Approval Decision Routing (Flows)

signal_resume_intent dispatches every decided approval through a deterministic flow chain keyed off the persisted ApprovalItem.source discriminator. The discriminator is fixed at creation so a decided approval routes correctly even if the relevant subsystem is briefly unavailable.

  1. Flow 0 (Conversational intake; source = CONVERSATIONAL_INTAKE, try_conversational_intake_resume): the dispatcher looks up the gating ConversationalProposal, rebuilds the parked WorkItem from work_item_json, and on approve drives it through app_state.work_pipeline.run. On reject the proposal moves to REJECTED and the pipeline is never touched. Hard misconfiguration (no work pipeline) raises 503 rather than silently stranding the work.
  2. Flow 0.5 (Agent invite; source = CONVERSATIONAL_INVITE, try_conversational_invite_resume): the dispatcher seats the invited agent into the group conversation on approve (re-checking the participant cap against the live roster) or moves the invite to DECLINED on reject. Owned here; every other source falls through.
  3. Flow 1 (Mid-execution parking; source = PARKED_CONTEXT, try_mid_execution_resume): the agent that called request_human_approval is parked; the decision resumes the parked context. Direct MCP chat actions (/meta/chat/act) park here.
  4. Flow 2 (Review gate; source = REVIEW_GATE, default): autonomy / hiring / promotion / pruning / scaling / training / signals approvals; the decision drives the task's IN_REVIEW transition.

Each branch returns True once it owns the decision, suppressing fall-through. Source is the routing primary; the legacy parked-context probe is the fallback only when the just-decided approval cannot be re-read.

Safety Mechanisms

  • Mandatory human approval: Every proposal goes through ApprovalStore. No auto-apply.
  • Guard chain: 4 sequential guards must all pass before approval routing.
  • Rollback plans: Every proposal must carry a concrete, validated rollback plan.
  • Tiered regression detection: Instant circuit-breaker + delayed statistical test.
  • Auto-rollback: On regression, the rollback plan executes automatically.
  • Rate limiting: Configurable proposal submission limits prevent flood.
  • Scope enforcement: Proposals outside enabled altitudes are rejected.
  • Disabled by default: The entire system is opt-in.
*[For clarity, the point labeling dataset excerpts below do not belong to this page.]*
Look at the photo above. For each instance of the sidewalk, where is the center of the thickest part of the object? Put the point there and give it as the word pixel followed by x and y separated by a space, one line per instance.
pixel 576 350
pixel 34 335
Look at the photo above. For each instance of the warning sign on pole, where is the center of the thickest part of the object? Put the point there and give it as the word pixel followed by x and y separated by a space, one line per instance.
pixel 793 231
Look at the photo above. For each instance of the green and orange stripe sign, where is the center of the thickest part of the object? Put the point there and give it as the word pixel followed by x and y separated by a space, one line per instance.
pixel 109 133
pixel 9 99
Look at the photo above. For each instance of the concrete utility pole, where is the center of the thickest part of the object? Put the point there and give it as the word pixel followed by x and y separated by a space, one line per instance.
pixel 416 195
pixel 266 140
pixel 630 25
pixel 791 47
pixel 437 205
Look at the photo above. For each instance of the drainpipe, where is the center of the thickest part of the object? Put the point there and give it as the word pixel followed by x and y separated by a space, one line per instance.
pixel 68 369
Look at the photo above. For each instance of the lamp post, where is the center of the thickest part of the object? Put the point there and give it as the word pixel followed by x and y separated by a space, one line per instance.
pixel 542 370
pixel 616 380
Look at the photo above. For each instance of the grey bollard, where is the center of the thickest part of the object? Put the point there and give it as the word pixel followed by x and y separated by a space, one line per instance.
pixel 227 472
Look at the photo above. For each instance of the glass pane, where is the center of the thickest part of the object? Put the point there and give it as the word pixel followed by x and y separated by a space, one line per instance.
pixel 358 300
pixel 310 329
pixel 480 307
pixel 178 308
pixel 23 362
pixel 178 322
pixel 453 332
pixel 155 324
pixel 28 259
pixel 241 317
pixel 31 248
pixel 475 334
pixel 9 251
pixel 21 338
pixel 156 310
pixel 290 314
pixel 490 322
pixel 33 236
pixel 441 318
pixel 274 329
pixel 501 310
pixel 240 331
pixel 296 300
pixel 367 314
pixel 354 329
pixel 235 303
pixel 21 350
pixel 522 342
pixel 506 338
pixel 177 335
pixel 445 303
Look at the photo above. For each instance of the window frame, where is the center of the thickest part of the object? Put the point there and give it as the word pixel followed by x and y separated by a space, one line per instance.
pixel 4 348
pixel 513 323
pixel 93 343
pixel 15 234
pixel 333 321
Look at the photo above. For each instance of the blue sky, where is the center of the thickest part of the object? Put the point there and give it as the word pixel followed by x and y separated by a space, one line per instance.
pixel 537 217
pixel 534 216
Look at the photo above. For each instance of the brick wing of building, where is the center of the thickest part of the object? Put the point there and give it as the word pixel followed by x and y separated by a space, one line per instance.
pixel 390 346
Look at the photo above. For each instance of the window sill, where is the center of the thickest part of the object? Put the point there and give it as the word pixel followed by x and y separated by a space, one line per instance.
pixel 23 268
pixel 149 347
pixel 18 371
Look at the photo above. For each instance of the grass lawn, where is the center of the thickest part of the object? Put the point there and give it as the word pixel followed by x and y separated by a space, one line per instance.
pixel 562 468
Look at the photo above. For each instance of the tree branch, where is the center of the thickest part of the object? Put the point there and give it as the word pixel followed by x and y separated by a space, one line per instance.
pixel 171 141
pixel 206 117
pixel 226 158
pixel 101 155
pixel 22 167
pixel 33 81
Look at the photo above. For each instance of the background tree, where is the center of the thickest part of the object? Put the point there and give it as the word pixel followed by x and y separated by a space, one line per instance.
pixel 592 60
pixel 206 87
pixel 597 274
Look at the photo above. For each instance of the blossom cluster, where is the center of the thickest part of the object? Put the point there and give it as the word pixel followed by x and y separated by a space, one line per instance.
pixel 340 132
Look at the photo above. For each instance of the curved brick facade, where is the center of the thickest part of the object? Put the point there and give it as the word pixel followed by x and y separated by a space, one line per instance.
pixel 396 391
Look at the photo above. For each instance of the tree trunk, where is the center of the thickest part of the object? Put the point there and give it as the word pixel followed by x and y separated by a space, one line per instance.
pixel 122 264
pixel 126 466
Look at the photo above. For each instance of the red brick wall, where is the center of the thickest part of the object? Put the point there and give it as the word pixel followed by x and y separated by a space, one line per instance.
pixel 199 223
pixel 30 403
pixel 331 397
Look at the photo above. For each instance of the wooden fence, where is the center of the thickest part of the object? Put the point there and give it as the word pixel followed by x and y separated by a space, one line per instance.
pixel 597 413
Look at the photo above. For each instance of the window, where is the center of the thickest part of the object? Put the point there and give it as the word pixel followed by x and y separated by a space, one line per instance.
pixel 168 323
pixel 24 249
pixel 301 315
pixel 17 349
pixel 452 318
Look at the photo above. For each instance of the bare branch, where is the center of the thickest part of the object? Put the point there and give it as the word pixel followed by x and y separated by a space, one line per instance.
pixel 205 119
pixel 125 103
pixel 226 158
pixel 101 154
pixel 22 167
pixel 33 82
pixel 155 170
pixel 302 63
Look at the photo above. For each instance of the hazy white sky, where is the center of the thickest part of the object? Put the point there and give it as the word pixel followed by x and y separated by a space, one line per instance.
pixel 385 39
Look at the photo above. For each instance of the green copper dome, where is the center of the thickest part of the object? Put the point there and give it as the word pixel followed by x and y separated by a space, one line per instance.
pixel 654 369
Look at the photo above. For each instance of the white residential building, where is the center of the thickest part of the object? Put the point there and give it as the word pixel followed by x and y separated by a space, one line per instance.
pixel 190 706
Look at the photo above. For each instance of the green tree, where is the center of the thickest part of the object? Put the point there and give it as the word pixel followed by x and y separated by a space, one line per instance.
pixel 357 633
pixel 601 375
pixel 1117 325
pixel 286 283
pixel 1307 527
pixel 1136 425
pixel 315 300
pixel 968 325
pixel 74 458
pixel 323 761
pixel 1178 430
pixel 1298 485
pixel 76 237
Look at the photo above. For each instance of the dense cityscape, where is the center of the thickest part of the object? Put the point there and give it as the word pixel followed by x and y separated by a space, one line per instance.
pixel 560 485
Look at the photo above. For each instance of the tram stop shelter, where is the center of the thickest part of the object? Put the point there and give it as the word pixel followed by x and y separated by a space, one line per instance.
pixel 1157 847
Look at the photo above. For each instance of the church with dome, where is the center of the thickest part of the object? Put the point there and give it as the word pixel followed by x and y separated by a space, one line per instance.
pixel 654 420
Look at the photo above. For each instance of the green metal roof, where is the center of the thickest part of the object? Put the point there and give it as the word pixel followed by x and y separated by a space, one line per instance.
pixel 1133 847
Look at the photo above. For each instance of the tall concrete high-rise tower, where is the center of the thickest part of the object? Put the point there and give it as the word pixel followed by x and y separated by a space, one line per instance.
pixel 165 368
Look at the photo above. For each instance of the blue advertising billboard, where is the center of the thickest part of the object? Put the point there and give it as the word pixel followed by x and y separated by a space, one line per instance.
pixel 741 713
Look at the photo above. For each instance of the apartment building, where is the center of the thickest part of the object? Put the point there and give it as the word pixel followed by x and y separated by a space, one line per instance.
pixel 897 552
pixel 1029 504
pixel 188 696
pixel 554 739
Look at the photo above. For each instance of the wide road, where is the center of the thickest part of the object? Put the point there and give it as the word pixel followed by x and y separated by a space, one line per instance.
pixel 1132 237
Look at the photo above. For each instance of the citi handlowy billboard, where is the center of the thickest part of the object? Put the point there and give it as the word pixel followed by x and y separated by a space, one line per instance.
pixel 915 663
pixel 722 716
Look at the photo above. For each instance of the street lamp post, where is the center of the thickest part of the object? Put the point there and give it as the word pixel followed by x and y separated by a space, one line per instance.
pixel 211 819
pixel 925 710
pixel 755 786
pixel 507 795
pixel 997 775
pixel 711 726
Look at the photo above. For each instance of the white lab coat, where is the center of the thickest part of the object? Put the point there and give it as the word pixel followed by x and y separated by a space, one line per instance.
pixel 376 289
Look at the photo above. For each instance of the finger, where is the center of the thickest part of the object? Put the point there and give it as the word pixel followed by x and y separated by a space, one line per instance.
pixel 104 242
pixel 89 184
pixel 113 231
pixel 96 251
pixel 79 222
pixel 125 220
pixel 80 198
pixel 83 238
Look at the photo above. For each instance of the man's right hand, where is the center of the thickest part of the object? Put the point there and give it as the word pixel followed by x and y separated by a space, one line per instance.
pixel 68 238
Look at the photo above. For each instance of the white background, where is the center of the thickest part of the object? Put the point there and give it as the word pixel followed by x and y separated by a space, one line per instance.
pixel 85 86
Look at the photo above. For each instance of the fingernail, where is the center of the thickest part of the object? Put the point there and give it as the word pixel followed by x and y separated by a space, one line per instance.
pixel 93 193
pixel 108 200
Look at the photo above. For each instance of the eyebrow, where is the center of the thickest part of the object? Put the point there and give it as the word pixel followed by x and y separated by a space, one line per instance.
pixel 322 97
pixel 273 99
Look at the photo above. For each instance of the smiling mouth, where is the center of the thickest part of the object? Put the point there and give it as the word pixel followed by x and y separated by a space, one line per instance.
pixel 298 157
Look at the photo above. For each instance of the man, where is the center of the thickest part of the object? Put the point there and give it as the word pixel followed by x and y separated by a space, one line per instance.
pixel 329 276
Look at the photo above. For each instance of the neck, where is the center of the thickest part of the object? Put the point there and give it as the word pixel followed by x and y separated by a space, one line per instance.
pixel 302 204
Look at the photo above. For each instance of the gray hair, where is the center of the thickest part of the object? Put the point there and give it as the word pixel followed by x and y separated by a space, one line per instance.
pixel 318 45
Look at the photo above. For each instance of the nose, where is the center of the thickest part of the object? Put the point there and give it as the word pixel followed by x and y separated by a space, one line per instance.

MCP Service Facades and Signal Stores

Following META-MCP-2 (#1524), the signal aggregation surface is backed by three pluggable in-memory stores (each follows the protocol + strategy + factory pattern; durable backends ship behind the same protocol later):

Store Module Role
ErrorTaxonomyStore synthorg.engine.classification.taxonomy_store Ring-buffered classification results feeding ErrorSignalAggregator; subscribes to the ClassificationSink protocol.
EvolutionOutcomeStore synthorg.meta.evolution.outcome_store Ring-buffered applied/rolled-back proposal outcomes feeding EvolutionSignalAggregator.
TelemetryEventCounter synthorg.telemetry.event_counter Rolling event counts by type feeding TelemetrySignalAggregator; registered as a TelemetryCollector.subscribe(...) consumer.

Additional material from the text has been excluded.